The Daily Dish

The Inflation Reduction Act

It is never safe to vacation when Congress is in session; you never know when an IRA will rear its ugly head. No, not the Irish Republican Army, nor an Individual Retirement Account. Instead, Senator Manchin and Majority Leader Schumer shocked the policy world last week with the hilariously named Inflation Reduction Act (IRA).

The IRA is an attempt to take elements of the stale, rejected House-passed Build Back Better Act reconciliation bill and rebrand them with a more appealing, modern title. Kind of like when I describe my Twizzlers as “dope.” So, to get past the labels, let us be very clear: The IRA will not reduce inflation. In fact, no single piece of legislation will do that. What matters, instead, is the overall tax-and-spend (fiscal) policy of Congress. As Gordon Gray nicely documents, the two big items Congress is trying to pass are the CHIPS Act and the IRA. Combined, they would raise taxes by about $830 billion and increase spending by $515 billion, yielding $315 billion in deficit reduction. That sounds anti-inflation-y.
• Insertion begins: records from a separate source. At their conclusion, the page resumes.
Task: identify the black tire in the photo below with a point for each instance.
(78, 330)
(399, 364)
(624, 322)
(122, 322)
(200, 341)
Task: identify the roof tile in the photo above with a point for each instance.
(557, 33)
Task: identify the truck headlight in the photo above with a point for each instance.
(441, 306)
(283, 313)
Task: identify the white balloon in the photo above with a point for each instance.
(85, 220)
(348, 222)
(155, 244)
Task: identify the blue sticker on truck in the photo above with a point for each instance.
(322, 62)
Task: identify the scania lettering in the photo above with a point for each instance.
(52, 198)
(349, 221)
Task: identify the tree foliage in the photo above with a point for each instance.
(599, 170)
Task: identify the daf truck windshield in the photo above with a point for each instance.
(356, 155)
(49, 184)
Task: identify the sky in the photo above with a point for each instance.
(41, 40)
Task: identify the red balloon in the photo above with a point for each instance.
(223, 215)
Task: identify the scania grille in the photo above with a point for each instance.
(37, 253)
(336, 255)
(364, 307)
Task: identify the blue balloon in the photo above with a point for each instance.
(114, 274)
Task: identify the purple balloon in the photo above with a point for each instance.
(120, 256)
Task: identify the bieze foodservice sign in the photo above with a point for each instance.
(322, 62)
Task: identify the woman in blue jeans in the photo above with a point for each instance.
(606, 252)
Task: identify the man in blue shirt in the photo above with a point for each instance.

Nice try. A closer look reveals the bills would not begin to materially reduce the deficit until 2028 – that is, six years from now. If the Federal Reserve has not brought inflation back to its 2 percent target in six years, America will get to see why I stay in cash, always carry my passport, and am prepared to rename AAF the Americans Abroad Forum. But I digress. The basic point is that Congress is up to its old tricks of spend now and promise to pay later. It is inflationary and not the reverse.

Underneath these top lines are remnants of the Build Back Better Act’s flawed policy foundations. There is the 15 percent tax based on book income, something that is simply the worst tax idea on the table (and that is a serious competition) and was tried and failed the last time we had high inflation and a cold war. It includes the flawed prescription drug and health insurance provisions, and hundreds of billions of dollars of tax-based subsidies to various things “green” that do not add up to a coherent climate strategy. In short, the IRA is a bad tax bill, a bad health bill, a bad climate bill, and an inflation reduction failure.

It raises the fundamental question: If this bill is transparently not in the interests of Americans and the economy, who is it intended to help?

Disclaimer

Fact of the Day

Across all rulemakings this past week, agencies published $17.2 million in total net costs but cut 110,586 annual paperwork burden hours.